Michele and I never wrote about media literacy as such. We talked more about new literacies and, sometimes, about digital literacies. We explored the literature and had a sense of the field, but never wrote or did any media literacy research.
During 2025 I was invited by a Turkish academic, Meltem Ozel, to contribute a chapter about Media Literacy to a book she was editing, with the title Digital Literacy as a catalyst for Critical Thinking.
Drawing on thoughts Michele and I had tossed around over the years I said I could write something about media literacies, in the plural, if that would be acceptable. And that I would tackle the topic from the standpoint of the New Literacy Studies paradigm. I also said that I would question what I saw as a prevalent "rationality" or "veracity" emphasis in the literature, and aim to balance things out a bit by bringing affect into the picture. Meltem said that would be fine.

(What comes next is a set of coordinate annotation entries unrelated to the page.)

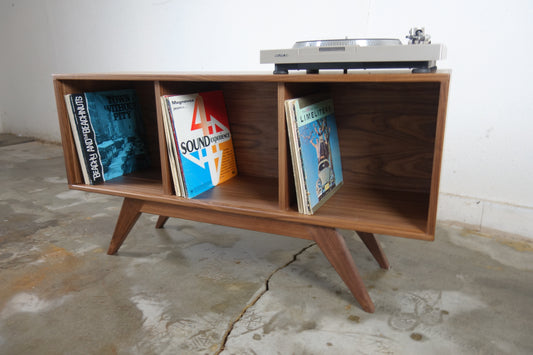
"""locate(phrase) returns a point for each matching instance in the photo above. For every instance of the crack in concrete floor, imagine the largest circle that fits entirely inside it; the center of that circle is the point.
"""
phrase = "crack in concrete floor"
(258, 297)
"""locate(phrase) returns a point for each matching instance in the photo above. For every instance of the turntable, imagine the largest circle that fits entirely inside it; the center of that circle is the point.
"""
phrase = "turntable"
(359, 53)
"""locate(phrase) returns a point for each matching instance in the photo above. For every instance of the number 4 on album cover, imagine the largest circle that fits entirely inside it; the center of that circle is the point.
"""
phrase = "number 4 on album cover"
(204, 141)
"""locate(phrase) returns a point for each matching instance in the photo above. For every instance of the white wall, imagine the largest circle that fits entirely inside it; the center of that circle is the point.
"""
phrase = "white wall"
(488, 150)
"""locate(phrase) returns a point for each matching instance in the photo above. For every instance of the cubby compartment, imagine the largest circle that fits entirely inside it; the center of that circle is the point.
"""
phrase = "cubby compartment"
(145, 181)
(252, 114)
(387, 135)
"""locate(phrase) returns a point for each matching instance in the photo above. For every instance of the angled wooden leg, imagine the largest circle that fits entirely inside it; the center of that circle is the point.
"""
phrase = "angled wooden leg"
(129, 214)
(375, 248)
(334, 248)
(161, 221)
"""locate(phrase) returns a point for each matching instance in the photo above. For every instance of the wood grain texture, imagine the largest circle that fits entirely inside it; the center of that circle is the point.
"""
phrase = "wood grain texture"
(391, 128)
(129, 214)
(161, 222)
(258, 224)
(437, 157)
(334, 248)
(166, 178)
(375, 249)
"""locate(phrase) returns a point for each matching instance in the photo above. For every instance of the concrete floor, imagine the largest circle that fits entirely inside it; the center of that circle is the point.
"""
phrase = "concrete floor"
(182, 289)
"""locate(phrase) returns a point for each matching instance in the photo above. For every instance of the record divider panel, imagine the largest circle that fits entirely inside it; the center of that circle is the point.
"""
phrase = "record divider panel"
(391, 130)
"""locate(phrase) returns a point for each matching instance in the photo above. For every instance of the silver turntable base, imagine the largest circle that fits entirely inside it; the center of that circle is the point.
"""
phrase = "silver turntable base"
(358, 53)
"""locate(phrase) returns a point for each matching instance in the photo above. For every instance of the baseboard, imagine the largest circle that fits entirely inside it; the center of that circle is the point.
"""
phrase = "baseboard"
(486, 216)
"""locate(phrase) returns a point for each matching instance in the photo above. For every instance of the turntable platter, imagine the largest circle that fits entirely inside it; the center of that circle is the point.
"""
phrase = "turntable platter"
(362, 42)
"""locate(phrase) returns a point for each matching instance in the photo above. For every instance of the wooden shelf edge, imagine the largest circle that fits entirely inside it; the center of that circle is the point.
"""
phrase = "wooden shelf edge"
(274, 213)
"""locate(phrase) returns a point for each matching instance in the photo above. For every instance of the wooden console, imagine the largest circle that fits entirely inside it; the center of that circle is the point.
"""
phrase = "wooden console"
(391, 128)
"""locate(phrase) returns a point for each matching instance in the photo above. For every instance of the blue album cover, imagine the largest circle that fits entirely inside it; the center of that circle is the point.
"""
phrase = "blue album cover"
(115, 117)
(319, 149)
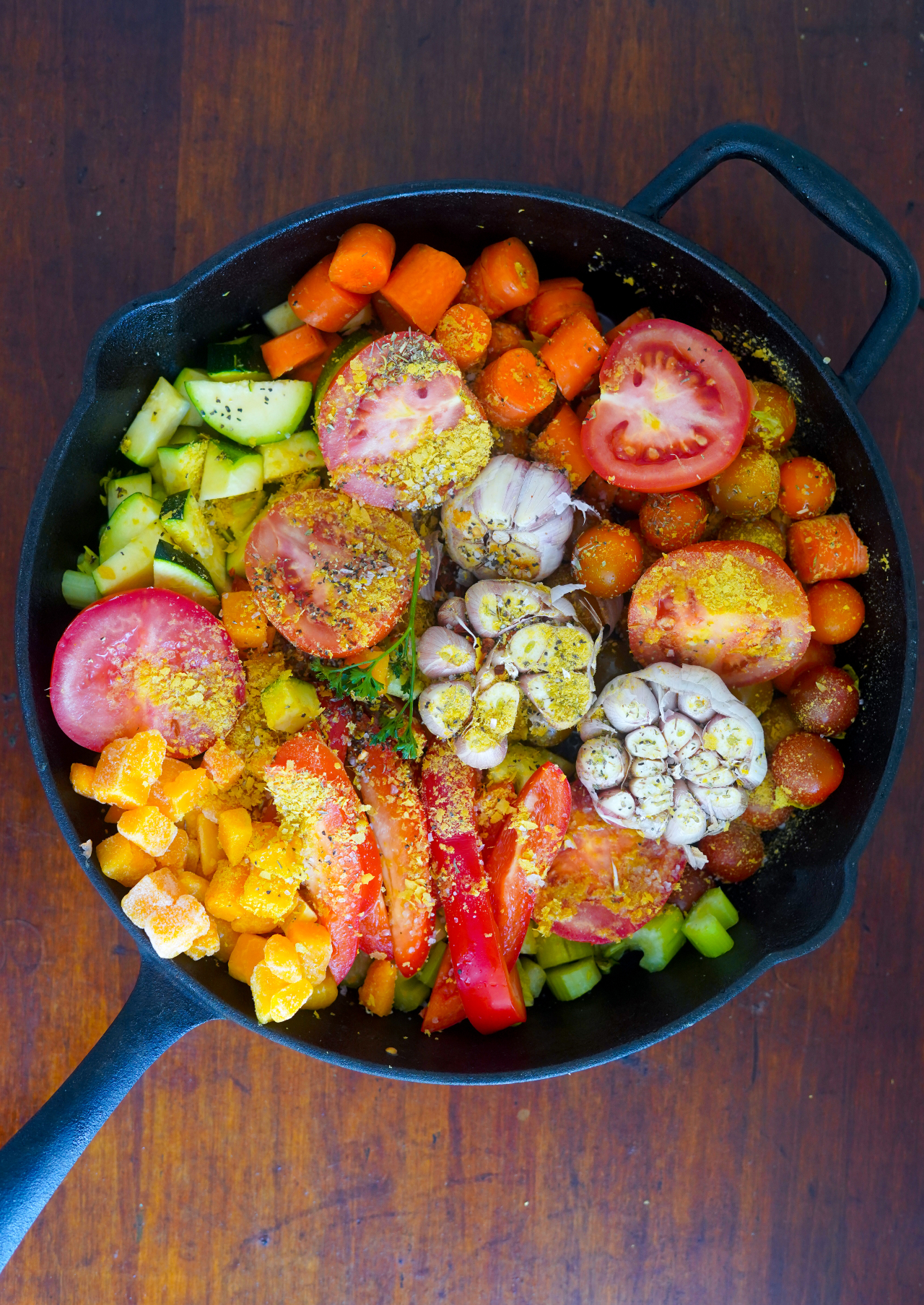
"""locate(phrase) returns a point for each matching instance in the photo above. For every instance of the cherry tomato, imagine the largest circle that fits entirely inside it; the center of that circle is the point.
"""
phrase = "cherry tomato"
(837, 611)
(672, 412)
(773, 419)
(674, 520)
(733, 607)
(807, 488)
(735, 854)
(148, 659)
(816, 654)
(607, 559)
(331, 574)
(807, 768)
(397, 427)
(825, 700)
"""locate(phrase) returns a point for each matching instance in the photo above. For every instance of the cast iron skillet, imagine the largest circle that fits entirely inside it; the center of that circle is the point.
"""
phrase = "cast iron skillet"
(627, 260)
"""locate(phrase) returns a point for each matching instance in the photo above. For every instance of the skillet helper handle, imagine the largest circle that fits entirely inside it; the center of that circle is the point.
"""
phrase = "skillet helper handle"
(38, 1158)
(825, 194)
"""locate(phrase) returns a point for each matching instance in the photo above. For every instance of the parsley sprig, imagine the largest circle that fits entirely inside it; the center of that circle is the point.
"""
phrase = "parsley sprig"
(396, 724)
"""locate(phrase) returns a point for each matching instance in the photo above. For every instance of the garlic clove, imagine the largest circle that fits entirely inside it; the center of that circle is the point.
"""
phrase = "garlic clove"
(445, 706)
(602, 763)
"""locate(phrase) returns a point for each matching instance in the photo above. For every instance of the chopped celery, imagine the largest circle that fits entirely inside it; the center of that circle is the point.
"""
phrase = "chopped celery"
(659, 940)
(575, 979)
(557, 952)
(430, 968)
(410, 994)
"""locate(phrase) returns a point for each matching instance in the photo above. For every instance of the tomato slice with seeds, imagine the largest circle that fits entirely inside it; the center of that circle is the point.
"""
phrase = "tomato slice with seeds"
(674, 409)
(148, 659)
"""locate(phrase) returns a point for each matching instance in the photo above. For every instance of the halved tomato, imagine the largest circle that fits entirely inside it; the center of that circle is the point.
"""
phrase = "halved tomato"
(672, 412)
(730, 606)
(331, 574)
(397, 425)
(148, 659)
(606, 883)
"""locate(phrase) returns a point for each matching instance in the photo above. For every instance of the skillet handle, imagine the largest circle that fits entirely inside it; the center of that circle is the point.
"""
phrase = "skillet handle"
(38, 1158)
(825, 194)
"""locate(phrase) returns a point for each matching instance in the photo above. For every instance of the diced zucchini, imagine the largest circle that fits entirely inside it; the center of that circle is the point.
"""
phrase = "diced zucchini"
(182, 465)
(298, 453)
(188, 373)
(289, 703)
(237, 359)
(230, 470)
(282, 318)
(79, 590)
(659, 940)
(573, 980)
(132, 567)
(252, 412)
(131, 517)
(410, 994)
(124, 487)
(154, 425)
(183, 574)
(182, 519)
(557, 952)
(431, 967)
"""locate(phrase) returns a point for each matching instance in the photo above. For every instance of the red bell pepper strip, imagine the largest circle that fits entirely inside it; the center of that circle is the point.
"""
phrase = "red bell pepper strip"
(397, 816)
(523, 855)
(491, 999)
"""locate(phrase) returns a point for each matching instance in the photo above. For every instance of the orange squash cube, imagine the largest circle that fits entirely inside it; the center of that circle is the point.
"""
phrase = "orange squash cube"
(224, 763)
(81, 778)
(149, 829)
(378, 991)
(243, 620)
(123, 862)
(234, 833)
(248, 952)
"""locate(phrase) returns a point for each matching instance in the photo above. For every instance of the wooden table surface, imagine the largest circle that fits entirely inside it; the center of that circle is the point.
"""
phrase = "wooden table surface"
(772, 1154)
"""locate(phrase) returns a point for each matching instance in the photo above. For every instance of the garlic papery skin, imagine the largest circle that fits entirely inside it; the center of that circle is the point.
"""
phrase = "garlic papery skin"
(513, 520)
(443, 653)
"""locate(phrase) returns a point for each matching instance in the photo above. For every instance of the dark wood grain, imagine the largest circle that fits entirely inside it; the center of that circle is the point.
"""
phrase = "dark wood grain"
(773, 1153)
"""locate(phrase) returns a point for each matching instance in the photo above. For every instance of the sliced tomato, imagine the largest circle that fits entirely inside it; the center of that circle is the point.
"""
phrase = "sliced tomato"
(525, 851)
(400, 394)
(148, 659)
(331, 574)
(397, 816)
(730, 606)
(674, 409)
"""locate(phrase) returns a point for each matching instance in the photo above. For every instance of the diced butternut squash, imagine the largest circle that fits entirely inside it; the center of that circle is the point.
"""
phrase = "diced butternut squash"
(149, 829)
(243, 619)
(123, 860)
(234, 833)
(81, 778)
(248, 952)
(378, 991)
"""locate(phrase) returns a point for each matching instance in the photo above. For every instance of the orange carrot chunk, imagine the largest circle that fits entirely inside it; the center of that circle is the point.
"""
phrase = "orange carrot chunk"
(502, 277)
(320, 303)
(515, 389)
(292, 350)
(465, 333)
(827, 548)
(363, 260)
(560, 446)
(423, 286)
(557, 300)
(575, 354)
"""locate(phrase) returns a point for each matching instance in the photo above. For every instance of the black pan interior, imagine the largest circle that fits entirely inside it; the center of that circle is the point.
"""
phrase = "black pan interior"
(807, 886)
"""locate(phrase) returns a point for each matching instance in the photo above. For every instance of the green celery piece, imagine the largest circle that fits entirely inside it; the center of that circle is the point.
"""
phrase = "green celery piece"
(659, 940)
(575, 979)
(430, 968)
(410, 994)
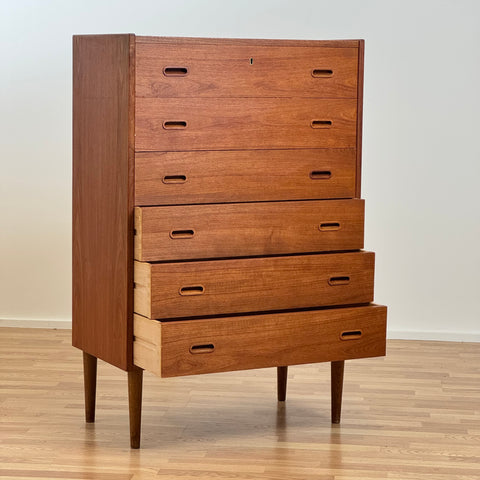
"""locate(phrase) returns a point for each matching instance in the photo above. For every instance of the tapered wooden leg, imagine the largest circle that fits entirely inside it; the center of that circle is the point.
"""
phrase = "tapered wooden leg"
(282, 373)
(90, 385)
(135, 381)
(337, 389)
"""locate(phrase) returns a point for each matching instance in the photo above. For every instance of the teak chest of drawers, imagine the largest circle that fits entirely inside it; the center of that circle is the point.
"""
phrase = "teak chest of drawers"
(217, 219)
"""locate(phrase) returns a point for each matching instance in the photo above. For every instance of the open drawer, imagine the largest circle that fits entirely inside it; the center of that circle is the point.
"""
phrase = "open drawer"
(189, 347)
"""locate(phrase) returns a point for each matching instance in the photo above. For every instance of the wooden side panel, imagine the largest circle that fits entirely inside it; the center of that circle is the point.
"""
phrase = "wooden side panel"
(178, 124)
(247, 229)
(103, 72)
(358, 183)
(147, 344)
(163, 178)
(221, 70)
(256, 284)
(259, 341)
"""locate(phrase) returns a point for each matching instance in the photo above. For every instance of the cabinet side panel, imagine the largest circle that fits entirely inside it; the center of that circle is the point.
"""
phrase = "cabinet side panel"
(358, 182)
(103, 197)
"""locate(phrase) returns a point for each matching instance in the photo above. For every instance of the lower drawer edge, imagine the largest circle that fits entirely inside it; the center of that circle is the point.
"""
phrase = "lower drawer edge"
(190, 347)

The chapter has recently been published, and can be accessed via an institutional link
here
A pre-publication version can be found
here
Meanwhile, here is the abstract:
The mainstream discourse of media literacy has predominantly emphasized media consumption. It has stressed the importance of media consumers understanding how (mass) media function, becoming competent evaluators of media messages, and learning how to resist media influence in their own interests. Since the emergence of Web 2.0 and social media that make it easy for individuals and groups to operate as media sources in their own right, media literacy discourse has paid some attention to production. It has nonetheless maintained an emphasis on veracity, evaluation and influence, and the focus remains overwhelmingly on consumption. This chapter argues that we have reached a point where media production is so complex, varied, dispersed, and ubiquitous, and where influence is so widely celebrated and participatory, that it is more useful to think in terms of media literacies than a singular discourse of media literacy. It is also helpful to balance out the more “rationalist” orientation of media literacy by acknowledging the primacy of human desire and affect within so much contemporary participation in media. Drawing on the New Literacy Studies, the chapter provisionally explores the potential for thinking in terms of media literacies in the plural and beyond a “rationalist” orientation alone.